After the step S5, the control unit 11 controls the second processing liquid supply unit 7 to supply the second processing liquid, that is, ultrapure water, to the surface of the substrate W on the rotating table 4 from the second nozzle 7a at a predetermined time (step S6). ). The ultrapure water as the second treatment liquid is discharged from the center of the substrate W on the rotating table 4 from the second nozzle 7a, and spreads over the entire surface of the substrate W by the centrifugal force of the rotation of the substrate W. Accordingly, the surface of the substrate W on the stage 4 is washed by being covered with ultrapure water.

After the step S6, the control unit 11 continues to rotate the stage 4 by the rotation mechanism 5 from a predetermined time after the supply of the second processing liquid is stopped, and the surface of the substrate W on the stage 4 is dried by the rotation caused by the rotation of the stage 4 Drying (step S7), finally, the rotation mechanism 5 is controlled to stop the rotation of the substrate W (step S8), and the processing is ended. Further, in the drying of the substrate W, the ultrapure water remaining on the surface of the substrate W is scattered by the centrifugal force generated by the rotation of the substrate W, and is collected in the cup 3. After the drying process, the substrate W is removed from the support members 4a of the stage 4 and carried out.

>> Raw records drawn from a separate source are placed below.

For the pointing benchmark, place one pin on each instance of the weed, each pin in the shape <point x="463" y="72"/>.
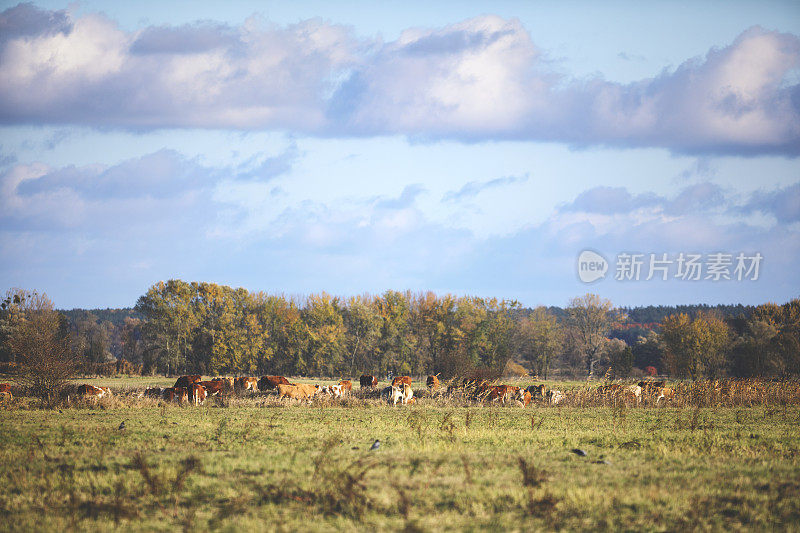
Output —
<point x="532" y="476"/>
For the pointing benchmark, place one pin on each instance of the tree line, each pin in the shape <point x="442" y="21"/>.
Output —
<point x="195" y="327"/>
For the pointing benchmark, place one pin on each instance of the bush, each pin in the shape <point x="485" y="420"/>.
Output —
<point x="39" y="340"/>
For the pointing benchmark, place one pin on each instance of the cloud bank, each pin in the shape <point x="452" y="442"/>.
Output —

In such a substrate processing process, the substrate W is heated to a predetermined substrate temperature or higher by irradiation of the heating unit 8 before the supply of the first processing liquid. Therefore, when the first processing liquid is supplied to the surface of the substrate W, the heat of the substrate W is transmitted to the first processing liquid, and the first processing liquid on the surface side in contact with the surface of the substrate W is instantaneously heated. According to this, the temperature of the first processing liquid can be surely set to a predetermined temperature on the surface of the substrate W (for example, Above 80 ° C), it can improve the substrate processing efficiency.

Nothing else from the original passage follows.